L’auteur du rapport, Edwin Weinstein, ajoute que les recommandations de placement effectuées par les conseillers sont biaisées du fait que ceux-ci sont rémunérés par des commissions de suivi.
Après consultation de nombreuses études empiriques, le rapport conclut que les fonds qui versent une commission de suivi aux conseillers obtiennent un rendement inférieur, même abstraction faite des frais de gestion.
«Les rendements de ces fonds sont inférieurs et cela, peu importe si l’on regarde le rendement brut, le rendement ajusté au niveau de risque ou le rendement net de frais», écrit Edwin Weinstein. En fait, les fonds offrant des commissions de suivi élevées sont souvent ceux qui exigent des frais de gestion également plus élevés.
«Étonnamment, une étude américaine montre que les gestionnaires augmentent parfois les frais de suivi lorsque leurs rendements diminuent, alors qu’une autre étude montre que les fonds les plus performants ont souvent des frais de suivi moins élevés. On peut donc croire que les fonds les plus performants n’ont pas besoin d’offrir une meilleure rémunération», explique Edwin Weinstein.

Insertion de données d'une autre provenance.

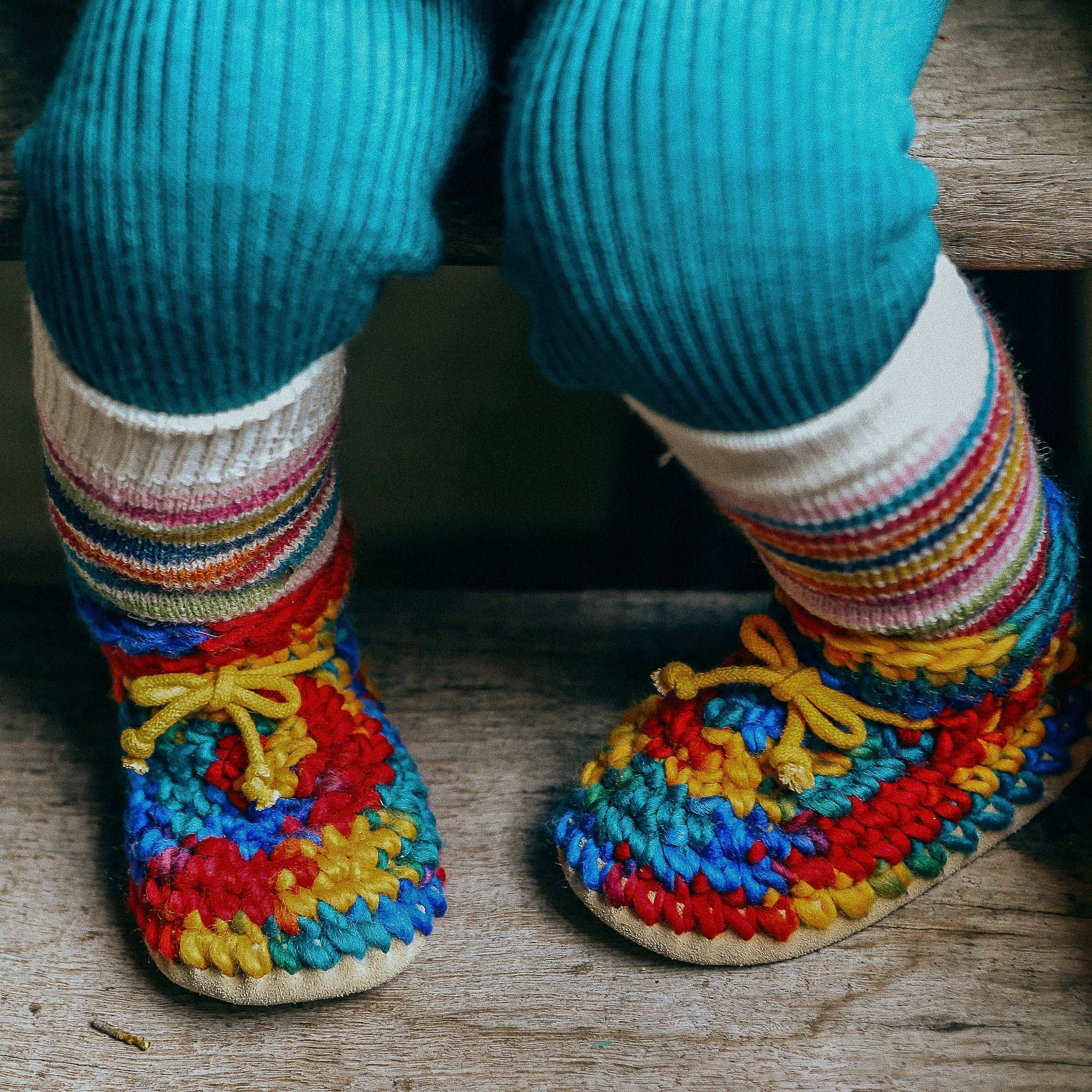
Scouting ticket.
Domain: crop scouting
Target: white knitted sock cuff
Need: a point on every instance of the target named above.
(913, 411)
(120, 446)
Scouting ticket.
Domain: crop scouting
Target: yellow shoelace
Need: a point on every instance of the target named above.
(229, 690)
(834, 717)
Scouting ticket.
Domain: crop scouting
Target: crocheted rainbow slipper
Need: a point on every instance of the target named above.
(280, 842)
(822, 779)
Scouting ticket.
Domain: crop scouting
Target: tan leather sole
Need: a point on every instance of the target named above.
(281, 988)
(730, 951)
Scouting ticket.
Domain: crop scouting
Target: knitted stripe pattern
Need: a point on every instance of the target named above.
(339, 853)
(917, 508)
(823, 769)
(275, 822)
(191, 518)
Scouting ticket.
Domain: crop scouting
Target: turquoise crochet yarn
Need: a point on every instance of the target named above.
(710, 206)
(218, 188)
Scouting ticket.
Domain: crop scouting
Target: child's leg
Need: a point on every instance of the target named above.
(218, 191)
(725, 227)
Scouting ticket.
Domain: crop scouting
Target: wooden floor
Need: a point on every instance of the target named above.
(983, 983)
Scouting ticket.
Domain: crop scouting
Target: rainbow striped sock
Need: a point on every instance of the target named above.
(191, 518)
(279, 838)
(917, 507)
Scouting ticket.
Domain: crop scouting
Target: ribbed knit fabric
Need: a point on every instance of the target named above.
(916, 507)
(279, 838)
(710, 206)
(218, 188)
(191, 519)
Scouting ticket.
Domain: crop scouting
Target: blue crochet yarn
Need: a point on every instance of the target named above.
(1036, 622)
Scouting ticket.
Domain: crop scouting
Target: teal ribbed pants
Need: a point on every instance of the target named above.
(709, 203)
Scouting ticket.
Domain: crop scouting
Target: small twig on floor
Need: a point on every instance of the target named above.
(122, 1037)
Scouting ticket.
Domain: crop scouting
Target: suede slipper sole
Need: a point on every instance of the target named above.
(730, 951)
(281, 988)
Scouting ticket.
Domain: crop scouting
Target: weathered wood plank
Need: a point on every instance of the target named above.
(983, 982)
(1005, 109)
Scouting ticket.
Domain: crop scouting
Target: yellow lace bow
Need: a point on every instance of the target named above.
(834, 717)
(229, 690)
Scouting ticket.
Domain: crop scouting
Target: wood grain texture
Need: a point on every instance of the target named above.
(1005, 110)
(984, 982)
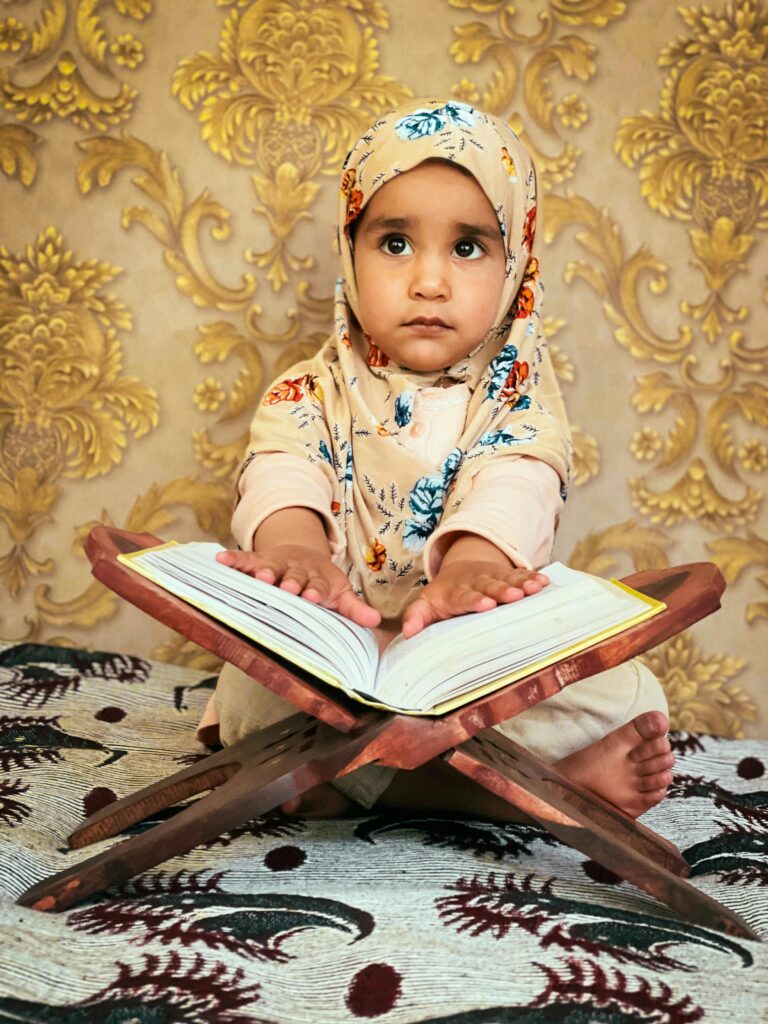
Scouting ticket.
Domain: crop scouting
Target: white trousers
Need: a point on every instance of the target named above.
(574, 718)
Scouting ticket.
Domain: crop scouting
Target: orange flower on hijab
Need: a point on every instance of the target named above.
(531, 270)
(354, 196)
(376, 555)
(528, 228)
(509, 164)
(524, 302)
(511, 388)
(293, 390)
(375, 356)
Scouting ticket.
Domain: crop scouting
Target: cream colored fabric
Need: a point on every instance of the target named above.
(346, 410)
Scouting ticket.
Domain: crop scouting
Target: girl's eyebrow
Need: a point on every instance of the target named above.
(401, 223)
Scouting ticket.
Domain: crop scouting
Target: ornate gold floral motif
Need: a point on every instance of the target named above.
(586, 457)
(705, 156)
(178, 226)
(596, 552)
(615, 276)
(733, 555)
(65, 408)
(616, 279)
(694, 497)
(699, 690)
(67, 86)
(216, 343)
(547, 52)
(293, 84)
(17, 158)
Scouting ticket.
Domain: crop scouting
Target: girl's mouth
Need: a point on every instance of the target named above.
(428, 324)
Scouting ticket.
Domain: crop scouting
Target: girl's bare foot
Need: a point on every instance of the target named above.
(631, 767)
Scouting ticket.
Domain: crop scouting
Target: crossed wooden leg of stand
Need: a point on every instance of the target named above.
(265, 769)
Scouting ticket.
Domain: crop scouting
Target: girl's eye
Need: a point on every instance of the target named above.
(468, 249)
(395, 245)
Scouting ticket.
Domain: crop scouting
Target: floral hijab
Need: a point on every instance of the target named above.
(345, 410)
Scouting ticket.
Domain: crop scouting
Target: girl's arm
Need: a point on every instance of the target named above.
(292, 551)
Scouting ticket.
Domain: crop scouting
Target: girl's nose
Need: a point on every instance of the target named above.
(429, 280)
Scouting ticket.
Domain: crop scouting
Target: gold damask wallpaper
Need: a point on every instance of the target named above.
(166, 198)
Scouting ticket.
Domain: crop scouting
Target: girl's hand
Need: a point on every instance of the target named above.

Toutefois, ce qui étonne davantage est la conclusion selon laquelle les conseillers ont tendance à choisir les fonds qui offrent des frais de suivi élevés, même si leurs rendements sur un an ou trois ans sont inférieurs.
Réactions opposées
La Fondation canadienne pour l’avancement des droits des investisseurs (FAIR Canada) se réjouit des conclusions du rapport Brondesbury. «Les conclusions de l’étude correspondent à ce que nous avançons depuis quelque temps déjà», indique le chef de la direction de FAIR, Neil Gross.
Ce dernier est heureux que l’on mette l’accent sur les conflits d’intérêts provoqués par la rémunération des représentants, plutôt que sur la divulgation de celle-ci.
«Le problème réside dans la façon dont sont rémunérés les représentants et ce n’est pas l’obligation de divulguer cette rémunération qui changera les choses. Au contraire, une fois sa rémunération dévoilée, le conseiller considérera qu’il a les coudées franches pour recommander les fonds qui sont plus avantageux pour lui», affirme Neil Gross.
De son côté, Mario Grégoire, président du CA et directeur général du Conseil des professionnels en services financiers (CDPSF), déplore que l’on montre du doigt les conseillers. «C’est un système qui a été mis en place depuis longtemps et les conseillers doivent s’y adapter. Ils ne sont pas responsables de cette situation. Ce sont les institutions financières qui l’ont conçu», affirme-t-il.
Le rapport Brondesbury mentionne d’ailleurs que dans les pays qui ont banni les frais de suivi, il est plus difficile pour les épargnants moins fortunés d’obtenir des conseils financiers. En effet, la rémunération basée sur les honoraires fait en sorte que les conseillers délaissent ces épargnants, car ils ne génèrent plus assez de revenus.
«C’est pourquoi je crois qu’il faut maintenir une gamme étendue de modes de rémunération et ne pas bannir nécessairement les frais de suivi», soutient Mario Grégoire.
Neil Gross, de FAIR Canada, n’est pas d’accord : «Si on se fie à l’expérience britannique qui a banni les frais de suivi, il n’y a pas de déséquilibre majeur entre l’offre et la demande de services financiers. De plus, les frais ont diminué», rétorque-t-il. En plus du Royaume-Uni, les Pays-Bas et l’Australie ont également banni les frais de suivi.
Au Conseil des fonds d’investissement du Québec, on se fait prudent. «C’est un rapport volumineux et nous allons prendre le temps de l’examiner soigneusement», explique le porte-parole Kia Rassekh.
Aucun modèle idéal
La question qui se pose alors est : par quoi pourrions-nous remplacer les frais de suivi ? «La rémunération reposant sur les commissions à honoraires est probablement une meilleure option», peut-on lire dans le rapport.
Cependant, le rapport affirme également «qu’aucun mode de rémunération n’est neutre quant à son impact sur les recommandations faites par les conseillers et il n’y a pas de preuve qui nous permette de déclarer avec certitude que les honoraires pourraient aboutir à de meilleurs résultats pour les investisseurs».
Les ACVM sont elles aussi prudentes et avant de prendre des décisions, elles attendent notamment une autre étude réalisée par Douglas J. Cumming, professeur à la Schulich School of Business de l’Université York. Ce dernier doit examiner si les frais de courtage et les commissions de suivi ont une influence sur la vente de titres de fonds de placement. Son rapport est attendu cet été.